Kawasan Krueng Raya atau sekitar Desa Lamreh menjadi kawasan yang paling parah. Sekitar 6808 jiwa terancam kekurangan sir bersih. Saat kondisi sulit itulah, sumber air bukit Ladong kembali menjadi harapan. Kondisi air tetap jernih, meskipun beberapa batu sempat menutupi mata air. “Meski sempat rusak, namun air masih mengalir dari sumber air itu,” Geucik Hasyim Ismail.


Bantuan pun mulai masuk ke Kecamatan Masjid Raya. Berbagai International dan Non-Governmental Organization (INGO/NGO) merealisasikan program bantuannya di daerah pantai utara Nanggroe Aceh Darussalam itu. Plan International Aceh atau Plan Aceh fokus pada pembangunan sistem instalasi air bersih yang berkelanjutan dengan memanfaatkan sumber mata air di bukit di Desa Ladong. Organisasi yang dirikan pada 1937 oleh wartawan Inggris John Langdon-Davies dan pekerja sosial Eric Muggeridge ini memasukkan program sistem instalasi air bersih Ladong-Lamreh dalam domain program Habitat. Tandon besar berkapasitas 8000 liter dan dikenal sebagai hidran umum (HU) pun disebar di sepanjang dusun Desa Ladong hingga lokasi pengungsian korban tsunami di Desa Lamreh. Truk-truk berkapasitas sama pun hilir-mudik ke sana ke mari menyupai air bersih ke barak-barak pengungsi korban Tsunami yang sangat membutuhkannya.


Di samping itu, program penggalian dan pipanisasi sepanjang 8 Km pun disiapkan. Pada akhir tahun pertama keterlibatan Plan Aceh membantu korban tsunami Aceh, Plan Aceh berhasil membangun saluran air bersih di delapan desa dari Desa Ladong sampai Desa Lamreh. Untuk beberapa saat, warga korban yang terdampak tsunami di kawasan itu pun tidak khawatir dengan persoalan air bersih.

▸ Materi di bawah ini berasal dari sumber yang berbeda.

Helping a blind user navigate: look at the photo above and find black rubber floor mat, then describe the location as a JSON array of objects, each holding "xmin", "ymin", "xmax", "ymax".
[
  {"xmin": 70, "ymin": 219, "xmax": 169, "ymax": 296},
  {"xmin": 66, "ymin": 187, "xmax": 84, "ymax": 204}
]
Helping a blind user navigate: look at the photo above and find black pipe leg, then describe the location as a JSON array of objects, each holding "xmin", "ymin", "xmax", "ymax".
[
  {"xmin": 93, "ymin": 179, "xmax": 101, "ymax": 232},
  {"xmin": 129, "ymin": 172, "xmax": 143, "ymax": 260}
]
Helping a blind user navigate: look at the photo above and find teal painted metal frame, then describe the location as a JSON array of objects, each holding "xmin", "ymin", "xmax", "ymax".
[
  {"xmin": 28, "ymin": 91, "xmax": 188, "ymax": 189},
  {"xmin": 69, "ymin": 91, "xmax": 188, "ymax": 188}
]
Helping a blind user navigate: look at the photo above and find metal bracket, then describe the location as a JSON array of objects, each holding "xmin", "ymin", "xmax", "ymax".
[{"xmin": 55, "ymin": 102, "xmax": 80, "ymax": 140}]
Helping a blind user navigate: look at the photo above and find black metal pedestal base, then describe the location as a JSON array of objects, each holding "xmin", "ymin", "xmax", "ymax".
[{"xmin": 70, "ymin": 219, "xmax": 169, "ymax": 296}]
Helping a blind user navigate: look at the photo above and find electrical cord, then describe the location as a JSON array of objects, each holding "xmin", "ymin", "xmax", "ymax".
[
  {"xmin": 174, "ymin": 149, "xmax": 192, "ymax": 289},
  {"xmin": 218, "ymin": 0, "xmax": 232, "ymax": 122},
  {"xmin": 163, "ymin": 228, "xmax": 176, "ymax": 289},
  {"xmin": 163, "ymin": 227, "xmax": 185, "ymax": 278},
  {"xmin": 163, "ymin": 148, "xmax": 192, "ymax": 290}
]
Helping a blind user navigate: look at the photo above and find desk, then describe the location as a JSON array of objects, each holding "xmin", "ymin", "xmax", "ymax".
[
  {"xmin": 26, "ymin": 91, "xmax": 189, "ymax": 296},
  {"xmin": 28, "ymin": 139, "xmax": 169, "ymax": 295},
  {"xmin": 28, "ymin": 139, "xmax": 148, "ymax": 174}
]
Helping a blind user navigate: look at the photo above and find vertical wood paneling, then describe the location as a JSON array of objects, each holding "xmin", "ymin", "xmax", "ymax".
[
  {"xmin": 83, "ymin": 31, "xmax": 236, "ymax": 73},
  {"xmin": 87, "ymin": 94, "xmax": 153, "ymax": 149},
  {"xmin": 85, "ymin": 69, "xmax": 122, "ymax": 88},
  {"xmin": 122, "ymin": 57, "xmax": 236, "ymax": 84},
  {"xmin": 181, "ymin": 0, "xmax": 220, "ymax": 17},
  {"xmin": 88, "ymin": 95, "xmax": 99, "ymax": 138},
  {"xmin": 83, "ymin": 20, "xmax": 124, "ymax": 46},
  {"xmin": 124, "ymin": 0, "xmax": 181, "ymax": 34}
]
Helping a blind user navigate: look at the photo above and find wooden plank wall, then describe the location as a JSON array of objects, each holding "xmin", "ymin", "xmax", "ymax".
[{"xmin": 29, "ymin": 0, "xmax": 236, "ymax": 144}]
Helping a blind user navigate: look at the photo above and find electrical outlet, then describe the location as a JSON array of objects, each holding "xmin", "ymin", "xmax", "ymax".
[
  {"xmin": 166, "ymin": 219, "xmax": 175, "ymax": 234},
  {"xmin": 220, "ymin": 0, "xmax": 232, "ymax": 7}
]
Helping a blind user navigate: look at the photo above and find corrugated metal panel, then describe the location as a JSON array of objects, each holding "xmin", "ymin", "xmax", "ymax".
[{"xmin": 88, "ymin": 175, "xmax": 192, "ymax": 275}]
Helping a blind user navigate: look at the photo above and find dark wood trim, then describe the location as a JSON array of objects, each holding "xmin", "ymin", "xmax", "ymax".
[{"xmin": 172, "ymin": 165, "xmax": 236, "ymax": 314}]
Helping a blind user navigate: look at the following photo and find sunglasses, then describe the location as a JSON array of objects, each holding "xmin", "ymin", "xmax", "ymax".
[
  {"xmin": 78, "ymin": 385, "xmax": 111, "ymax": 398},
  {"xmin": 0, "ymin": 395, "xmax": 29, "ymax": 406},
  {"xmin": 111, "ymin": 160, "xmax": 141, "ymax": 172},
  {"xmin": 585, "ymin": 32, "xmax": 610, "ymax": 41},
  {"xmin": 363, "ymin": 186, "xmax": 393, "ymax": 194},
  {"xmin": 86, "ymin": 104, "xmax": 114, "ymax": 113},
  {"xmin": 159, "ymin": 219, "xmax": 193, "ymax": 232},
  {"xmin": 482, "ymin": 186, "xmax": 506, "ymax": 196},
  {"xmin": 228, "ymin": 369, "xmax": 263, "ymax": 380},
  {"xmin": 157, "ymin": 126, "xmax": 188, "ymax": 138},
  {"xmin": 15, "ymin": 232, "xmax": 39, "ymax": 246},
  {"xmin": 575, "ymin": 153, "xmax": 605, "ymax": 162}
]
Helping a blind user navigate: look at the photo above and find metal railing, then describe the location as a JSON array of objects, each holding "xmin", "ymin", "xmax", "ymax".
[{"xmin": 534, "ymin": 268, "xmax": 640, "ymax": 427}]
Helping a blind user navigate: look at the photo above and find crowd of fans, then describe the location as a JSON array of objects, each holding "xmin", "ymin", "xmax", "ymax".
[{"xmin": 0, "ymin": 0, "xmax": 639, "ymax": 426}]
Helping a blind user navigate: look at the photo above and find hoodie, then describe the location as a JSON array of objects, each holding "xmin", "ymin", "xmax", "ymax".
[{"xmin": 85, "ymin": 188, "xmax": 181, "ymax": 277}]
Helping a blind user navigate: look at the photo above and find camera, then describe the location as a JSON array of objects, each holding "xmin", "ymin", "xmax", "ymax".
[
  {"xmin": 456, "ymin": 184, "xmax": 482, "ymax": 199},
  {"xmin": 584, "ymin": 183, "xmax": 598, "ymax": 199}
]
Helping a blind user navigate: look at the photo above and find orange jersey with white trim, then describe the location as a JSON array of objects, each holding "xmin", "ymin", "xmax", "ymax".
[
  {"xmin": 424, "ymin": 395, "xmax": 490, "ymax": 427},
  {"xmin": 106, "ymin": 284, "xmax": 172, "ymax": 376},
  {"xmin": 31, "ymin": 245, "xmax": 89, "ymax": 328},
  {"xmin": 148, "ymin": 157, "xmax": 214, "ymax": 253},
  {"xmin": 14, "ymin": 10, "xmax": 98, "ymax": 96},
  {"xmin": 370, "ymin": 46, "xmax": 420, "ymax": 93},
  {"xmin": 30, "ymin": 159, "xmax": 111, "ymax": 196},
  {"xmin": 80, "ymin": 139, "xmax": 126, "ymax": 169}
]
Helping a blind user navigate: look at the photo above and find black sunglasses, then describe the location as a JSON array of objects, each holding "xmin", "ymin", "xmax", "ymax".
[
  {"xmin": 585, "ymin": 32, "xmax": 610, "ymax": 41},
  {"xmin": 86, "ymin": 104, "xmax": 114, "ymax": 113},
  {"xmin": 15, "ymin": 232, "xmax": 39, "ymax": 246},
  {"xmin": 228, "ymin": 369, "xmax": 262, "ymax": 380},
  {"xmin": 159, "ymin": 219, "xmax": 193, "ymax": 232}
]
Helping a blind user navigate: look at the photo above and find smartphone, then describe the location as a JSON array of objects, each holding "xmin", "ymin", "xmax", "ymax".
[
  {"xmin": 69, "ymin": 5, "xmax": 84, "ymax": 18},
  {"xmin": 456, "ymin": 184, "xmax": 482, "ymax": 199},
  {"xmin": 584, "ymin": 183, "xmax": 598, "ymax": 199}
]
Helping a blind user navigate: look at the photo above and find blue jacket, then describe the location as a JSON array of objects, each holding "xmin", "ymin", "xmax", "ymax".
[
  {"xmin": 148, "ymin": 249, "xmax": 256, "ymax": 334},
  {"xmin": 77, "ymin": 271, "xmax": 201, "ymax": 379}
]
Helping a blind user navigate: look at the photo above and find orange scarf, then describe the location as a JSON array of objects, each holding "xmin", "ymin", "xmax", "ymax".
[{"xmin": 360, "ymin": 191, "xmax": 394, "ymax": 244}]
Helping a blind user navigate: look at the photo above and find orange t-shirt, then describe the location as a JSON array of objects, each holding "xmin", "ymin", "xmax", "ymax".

Sayang, “bulan madu” warga di delapan desa dari desa Ladong hingga desa Lamreh dengan air bersih tidak berjalan lama. Belum setahun berlalu, persoalan mulai muncul. Aksi penyodetan (tapping) pipa air ilegal mulai kembali terjadi. Air yang seharusnya mengalir sampei Krueng Raya pun mancet entah di mana. Beberapa orang mengambil air dari beberapa HU dan menjualnya untuk kepentingan pribadi. Hal ini menimbulkan sedikit persoalan karena ada sekelompok warga yang tidak setuju terhadap komersialisasi air untuk kepentingan pribadi. Hingga saat ini, air di bukit Ladong belum selesai bercerita.

*Teks foto:

1. Ismail, sang penjaga sumber air berdiri di depan sumber air Bukit Ladong, Aceh Besar.
2. Anak-anak Desa Ladong, Kecamatan Masjid Raya, Kabupaten Aceh Besar melintas di depan hidran umum di Desa Ladong, Jumat (16/11). Di belakang mereka terjadi aksi pengambilan air dengan menggunakan mobil tanki.